Baton Rouge officials say report biased: "WASHINGTON — Baton Rouge-area emergency response officials on Wednesday rebuffed a U.S. Department of Homeland Security report saying the region had one of the worst metropolitan systems in the nation for communicating by radio during disasters. Although acknowledging varying levels of equipment compatibility and financial resources, officials in an eight-parish region near Baton Rouge studied by the federal government contend that they are making strides in what is called “interoperability.” The local governments tested their systems last summer, an exercise that came off with few communication mistakes, participants said."

Saturday, January 06, 2007

DHS: Remarks by Secretary Michael Chertoff at a Press Conference on the Nationwide Interoperable Communications Assessment: "Secretary Chertoff: ... As we begin 2007, this is a good opportunity to talk about interoperability, which is a major concern for homeland security. ... What is interoperability? Well, simply put, it's the ability of first response agencies — whether they be fire, police or emergency medical services — to communicate with each other during an emergency or a disaster.

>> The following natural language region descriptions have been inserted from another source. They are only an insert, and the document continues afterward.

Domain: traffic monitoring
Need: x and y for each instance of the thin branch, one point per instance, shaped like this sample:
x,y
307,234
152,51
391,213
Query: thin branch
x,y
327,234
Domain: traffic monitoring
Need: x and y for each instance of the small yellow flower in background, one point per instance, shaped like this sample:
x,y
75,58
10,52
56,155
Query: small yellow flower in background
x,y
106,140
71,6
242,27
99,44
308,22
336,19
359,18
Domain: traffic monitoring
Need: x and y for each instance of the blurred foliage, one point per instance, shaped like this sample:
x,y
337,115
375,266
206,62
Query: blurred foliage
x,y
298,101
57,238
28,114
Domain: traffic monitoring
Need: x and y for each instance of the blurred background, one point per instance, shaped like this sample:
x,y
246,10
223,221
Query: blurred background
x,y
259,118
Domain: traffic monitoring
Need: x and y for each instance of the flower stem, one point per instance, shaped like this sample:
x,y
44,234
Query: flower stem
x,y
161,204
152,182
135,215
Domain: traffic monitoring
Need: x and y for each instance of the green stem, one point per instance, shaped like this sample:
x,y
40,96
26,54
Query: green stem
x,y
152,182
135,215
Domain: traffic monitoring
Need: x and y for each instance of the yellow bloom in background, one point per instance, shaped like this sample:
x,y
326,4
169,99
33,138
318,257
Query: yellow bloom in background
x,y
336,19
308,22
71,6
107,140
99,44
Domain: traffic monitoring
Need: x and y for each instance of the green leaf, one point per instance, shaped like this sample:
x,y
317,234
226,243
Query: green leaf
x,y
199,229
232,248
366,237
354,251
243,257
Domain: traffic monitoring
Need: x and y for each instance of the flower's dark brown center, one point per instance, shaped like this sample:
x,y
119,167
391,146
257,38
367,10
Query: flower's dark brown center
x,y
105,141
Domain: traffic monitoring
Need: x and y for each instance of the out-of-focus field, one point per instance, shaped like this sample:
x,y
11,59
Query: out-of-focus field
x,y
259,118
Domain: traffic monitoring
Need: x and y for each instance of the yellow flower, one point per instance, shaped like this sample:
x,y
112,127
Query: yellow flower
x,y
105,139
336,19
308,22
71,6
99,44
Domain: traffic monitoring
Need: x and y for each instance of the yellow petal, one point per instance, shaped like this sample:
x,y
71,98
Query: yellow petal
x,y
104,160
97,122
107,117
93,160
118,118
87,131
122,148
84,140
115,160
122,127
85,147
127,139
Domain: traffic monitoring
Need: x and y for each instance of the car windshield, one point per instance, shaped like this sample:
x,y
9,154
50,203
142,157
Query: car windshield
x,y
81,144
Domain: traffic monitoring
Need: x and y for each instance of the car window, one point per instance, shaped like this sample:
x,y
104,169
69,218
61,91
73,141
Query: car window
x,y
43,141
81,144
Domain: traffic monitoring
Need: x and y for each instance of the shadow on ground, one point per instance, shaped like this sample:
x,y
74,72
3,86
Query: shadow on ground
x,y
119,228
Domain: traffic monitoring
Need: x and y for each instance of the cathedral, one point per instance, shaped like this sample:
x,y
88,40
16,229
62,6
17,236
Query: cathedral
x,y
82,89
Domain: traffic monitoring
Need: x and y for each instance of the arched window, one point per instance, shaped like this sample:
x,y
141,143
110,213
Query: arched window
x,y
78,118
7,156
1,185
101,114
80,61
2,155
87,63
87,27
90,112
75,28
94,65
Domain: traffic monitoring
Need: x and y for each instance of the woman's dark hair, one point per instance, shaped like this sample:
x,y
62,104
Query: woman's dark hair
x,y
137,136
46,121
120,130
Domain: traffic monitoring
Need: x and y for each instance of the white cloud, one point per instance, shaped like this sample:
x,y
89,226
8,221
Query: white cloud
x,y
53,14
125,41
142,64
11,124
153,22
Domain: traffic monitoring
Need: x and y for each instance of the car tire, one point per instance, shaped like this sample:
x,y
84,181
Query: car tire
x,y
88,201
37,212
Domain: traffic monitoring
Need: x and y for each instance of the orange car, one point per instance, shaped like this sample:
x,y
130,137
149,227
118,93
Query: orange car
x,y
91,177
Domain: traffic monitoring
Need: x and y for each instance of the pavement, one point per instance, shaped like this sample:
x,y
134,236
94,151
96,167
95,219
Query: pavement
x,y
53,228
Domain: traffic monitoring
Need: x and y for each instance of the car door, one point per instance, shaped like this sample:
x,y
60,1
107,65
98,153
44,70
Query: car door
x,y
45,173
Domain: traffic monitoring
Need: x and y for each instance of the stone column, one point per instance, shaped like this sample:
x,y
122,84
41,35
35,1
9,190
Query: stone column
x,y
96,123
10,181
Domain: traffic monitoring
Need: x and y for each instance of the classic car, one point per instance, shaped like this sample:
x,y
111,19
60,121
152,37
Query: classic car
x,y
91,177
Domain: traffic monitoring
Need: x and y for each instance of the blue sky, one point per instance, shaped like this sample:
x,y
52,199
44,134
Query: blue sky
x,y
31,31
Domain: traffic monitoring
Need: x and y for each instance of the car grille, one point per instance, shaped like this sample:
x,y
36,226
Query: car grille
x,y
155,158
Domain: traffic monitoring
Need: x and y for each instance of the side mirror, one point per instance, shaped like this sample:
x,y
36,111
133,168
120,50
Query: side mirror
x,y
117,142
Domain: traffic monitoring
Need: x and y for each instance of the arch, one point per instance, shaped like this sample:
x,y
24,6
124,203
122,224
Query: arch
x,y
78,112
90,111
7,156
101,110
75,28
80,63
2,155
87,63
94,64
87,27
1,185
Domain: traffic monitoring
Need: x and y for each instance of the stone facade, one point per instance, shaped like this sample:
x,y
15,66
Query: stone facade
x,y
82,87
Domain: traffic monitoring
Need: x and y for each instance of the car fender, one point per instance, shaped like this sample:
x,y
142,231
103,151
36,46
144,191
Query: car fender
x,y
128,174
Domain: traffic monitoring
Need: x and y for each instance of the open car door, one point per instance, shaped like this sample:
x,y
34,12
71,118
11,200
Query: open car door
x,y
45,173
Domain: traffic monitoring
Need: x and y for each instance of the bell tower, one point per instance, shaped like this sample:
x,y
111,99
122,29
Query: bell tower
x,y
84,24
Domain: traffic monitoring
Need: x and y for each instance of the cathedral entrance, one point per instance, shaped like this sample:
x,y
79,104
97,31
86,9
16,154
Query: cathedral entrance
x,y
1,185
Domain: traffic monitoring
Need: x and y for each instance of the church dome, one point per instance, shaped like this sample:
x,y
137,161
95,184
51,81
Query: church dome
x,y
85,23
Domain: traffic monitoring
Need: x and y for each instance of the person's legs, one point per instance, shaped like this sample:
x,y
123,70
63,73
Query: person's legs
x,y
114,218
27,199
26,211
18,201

This means having radios that can talk to each other. But it also means having established operating procedures for communication and clear lines of authority. This is an issue in which we've been focused on for the last couple of years and, in fact, it's an issue which the 9/11 commission identified in its final report as one of the priority 'must dos' for all levels of government.

Interoperability, though, is more than just a matter of technology. People tend to think about it as, we've just got to find the right radio or the right communications device, and then everybody can talk to everybody else. But, in fact, true interoperability also involves matters of governance; policy making; standard operating procedures; such as knowing where you get your radios and who is entitled to talk to who; training, so that people know how to use the equipment; and exercising, so that we can evaluate where performance continues to need work."

Wednesday, January 03, 2007

6 of 75 cities get top disaster rating: "On Sept. 11, 2001, New York fire battalion chief Dennis Devlin issued an urgent plea: His men were in 'a state of confusion' and needed more working radios immediately. Yet, more than five years since Devlin and 342 other members of the city's fire department perished at the World Trade Center, the government says only six U.S. cities have fully answered the late fire chief's call by adopting advanced emergency communications systems. New York is not one of the six, according to the scorecard by the Homeland Security Department that was to be released Wednesday.

A draft portion of the report obtained Tuesday by The Associated Press gives the best ratings to the Washington, D.C., area; San Diego; Minneapolis-St. Paul; Columbus, Ohio; Sioux Falls, S.D.; and Laramie County, Wyo. The lowest scores go to Chicago; Cleveland; Baton Rouge, La.; Mandan, N.D.; and American Samoa. The report includes large and small cities and their suburbs, along with U.S. territories."